Анри Менье уже знал о всех, кто был арестован. По длинной цепи морзянки он передал мне, что «вычислил» виновника: только этому человеку были известны некоторые факты, о которых знало гестапо. Им, по мнению Анри, был Константин де ля Люби. Лишь он один не был в числе арестованных, и о нем гестапо никого не допрашивало. Известие об этом было мной передано на волю. Недели через две пришло сообщение: «Просьба передать Анри: Константин больше не существует. Гастон». (Опять «Гастон»! Не тот ли, с кем общался Мишель Зернен?) Но как гестапо узнало об Анже, об Иве? Мы уже знали, что и они были во Фрэне, — это было одним из последних сообщений Энрико. Мы знали, что их зверски пытают, допрашивают о «Поповиче», о Зернене. Об их нахождении в тюрьме было передано подпольщикам на волю, и они оба стали получать передачи. Не думаю, что их слали родственники. Скорей всего — из фондов подполья. На мои вопросы Менье передал: именно Константину было поручено привезти от Ива план обороны Нанта. Если Константин был предателем, то зачем он передал этот документ фотографу? Да и он ли его передал?.. Вопросы, предположения… Когда я сейчас размышлял об этом, изучая третий том книги историка-исследователя Анри Ногера «История Сопротивления во Франции», я, по-моему, нашел подобие ответа: Ногер упоминает, что в одной из обыденных облав на станции метро Шардон-Лагаш был арестован связной «ОСМ». При нем обнаружили карты, шифровки, списки, которые он вез сдать в архив организации на рю Шардон-Лагаш. Стоп! Именно на этой улице, в доме № 61, я встречался с Менье и де ля Люби. Думал тогда, что это — квартира последнего. А может, это и было местом, где хранился архив? Но тогда в голове не укладывается: как можно приводить туда посторонних? Нет, что-то не так! Впрочем, не мне, несведущей пешке, разбираться во всей этой запутанной истории… А в списках связного мог быть указан и мой адрес — «новичка Качурина». Анри Ногер упоминает далее, что связной «под пытками заговорил». Видимо, остались какие-то гестаповские архивы во Франции, покопаться бы в них — и все стало бы ясным! Какова роль Константина, виновен ли? Об этом история пока молчит. Мне, простому бойцу, неизвестны тайны командиров-офицеров «Армии теней», как прозвали подполье во Франции…

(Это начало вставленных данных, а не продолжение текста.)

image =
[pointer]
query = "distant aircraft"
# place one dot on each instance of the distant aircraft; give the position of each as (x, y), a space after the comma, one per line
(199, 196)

По утрам чаще стали хлопать кормушки, раздаваться вызовы: «Цур Фернемунг!» (На допрос). В нижних этажах стучали двери, слышались скрежещущие звуки кандалов, позвякивали наручники… Это началось в октябре. Естественно, наша тайная связь не могла остаться безучастной, и мы узнали, что арестована большая подпольная группа «МОИ» (рабочих-иммигрантов), во главе с армянином Миссаком Манушяном. То была поистине интернациональная организация: поляки, венгры, испанцы, итальянцы, румыны, посвятившие себя борьбе с общим врагом — нацистами. Среди них не было радистов, и все наши попытки связаться с ними, узнать о подробностях, остались тщетными.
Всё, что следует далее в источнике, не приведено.